EAGLE icon indicating copy to clipboard operation
EAGLE copied to clipboard

Data processing script (ge_data/allocation.py) script does not work out of the box

Open avnermay opened this issue 1 year ago • 1 comments

There are a few small issues:

  1. The model is set to load from local file instead of from huggingface hub (https://github.com/SafeAILab/EAGLE/blob/main/ge_data/ge_data_all_vicuna.py#L22).
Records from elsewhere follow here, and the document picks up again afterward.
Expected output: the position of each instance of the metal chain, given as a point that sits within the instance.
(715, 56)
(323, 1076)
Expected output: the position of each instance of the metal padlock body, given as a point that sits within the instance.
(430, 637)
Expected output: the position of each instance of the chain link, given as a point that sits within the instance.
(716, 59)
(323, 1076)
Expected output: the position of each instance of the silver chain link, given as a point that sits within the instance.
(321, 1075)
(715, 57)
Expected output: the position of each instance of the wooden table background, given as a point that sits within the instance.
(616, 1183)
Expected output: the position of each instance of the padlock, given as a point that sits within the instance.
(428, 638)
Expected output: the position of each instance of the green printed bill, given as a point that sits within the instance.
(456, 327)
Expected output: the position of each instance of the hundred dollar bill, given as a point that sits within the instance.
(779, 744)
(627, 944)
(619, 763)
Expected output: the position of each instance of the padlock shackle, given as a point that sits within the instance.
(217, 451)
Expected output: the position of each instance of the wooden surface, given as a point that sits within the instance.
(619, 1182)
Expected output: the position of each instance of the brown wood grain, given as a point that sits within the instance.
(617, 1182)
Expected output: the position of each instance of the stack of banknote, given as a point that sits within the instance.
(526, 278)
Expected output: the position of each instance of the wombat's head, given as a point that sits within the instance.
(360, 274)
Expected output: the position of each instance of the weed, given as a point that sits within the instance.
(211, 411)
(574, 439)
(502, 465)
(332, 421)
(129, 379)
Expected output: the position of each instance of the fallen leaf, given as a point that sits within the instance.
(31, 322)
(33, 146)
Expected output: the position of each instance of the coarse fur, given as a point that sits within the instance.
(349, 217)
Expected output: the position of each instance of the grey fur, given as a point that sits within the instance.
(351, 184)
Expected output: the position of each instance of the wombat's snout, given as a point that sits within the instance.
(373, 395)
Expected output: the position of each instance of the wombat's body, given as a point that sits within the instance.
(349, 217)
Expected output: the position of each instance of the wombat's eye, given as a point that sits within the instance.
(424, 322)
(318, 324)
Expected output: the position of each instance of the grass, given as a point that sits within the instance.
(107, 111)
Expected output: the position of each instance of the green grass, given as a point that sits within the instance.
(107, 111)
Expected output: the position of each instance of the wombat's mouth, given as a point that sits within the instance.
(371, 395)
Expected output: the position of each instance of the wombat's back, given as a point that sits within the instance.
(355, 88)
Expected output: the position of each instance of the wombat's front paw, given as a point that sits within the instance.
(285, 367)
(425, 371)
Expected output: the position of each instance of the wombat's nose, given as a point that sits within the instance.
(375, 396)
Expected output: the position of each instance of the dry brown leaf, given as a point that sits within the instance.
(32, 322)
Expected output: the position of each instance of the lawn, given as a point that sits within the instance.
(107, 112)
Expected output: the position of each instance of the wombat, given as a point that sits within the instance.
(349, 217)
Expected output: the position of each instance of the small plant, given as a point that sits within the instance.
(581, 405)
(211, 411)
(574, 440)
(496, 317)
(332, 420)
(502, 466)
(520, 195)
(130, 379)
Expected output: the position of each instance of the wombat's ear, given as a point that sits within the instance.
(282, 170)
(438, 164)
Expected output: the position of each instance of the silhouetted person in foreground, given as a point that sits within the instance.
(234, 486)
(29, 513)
To fix this, I just set bigname='lmsys/vicuna-13b-v1.3' at the line in ge_data_all_vicuna.py.

  2. The ShareGPT dataset loads from local disk, without instructions for how to download it. To fix this, I downloaded the ShareGPT dataset from https://huggingface.co/datasets/Aeala/ShareGPT_Vicuna_unfiltered/blob/main/ShareGPT_V4.3_unfiltered_cleaned_split.json wget https://huggingface.co/datasets/Aeala/ShareGPT_Vicuna_unfiltered/resolve/main/ShareGPT_V4.3_unfiltered_cleaned_split.json .

avnermay avatar Feb 22 '24 02:02 avnermay

Thanks for asking about this and posting this information. I ran into the same problem and was trying to find the dataset as I try to create compatibility with a Gemma model.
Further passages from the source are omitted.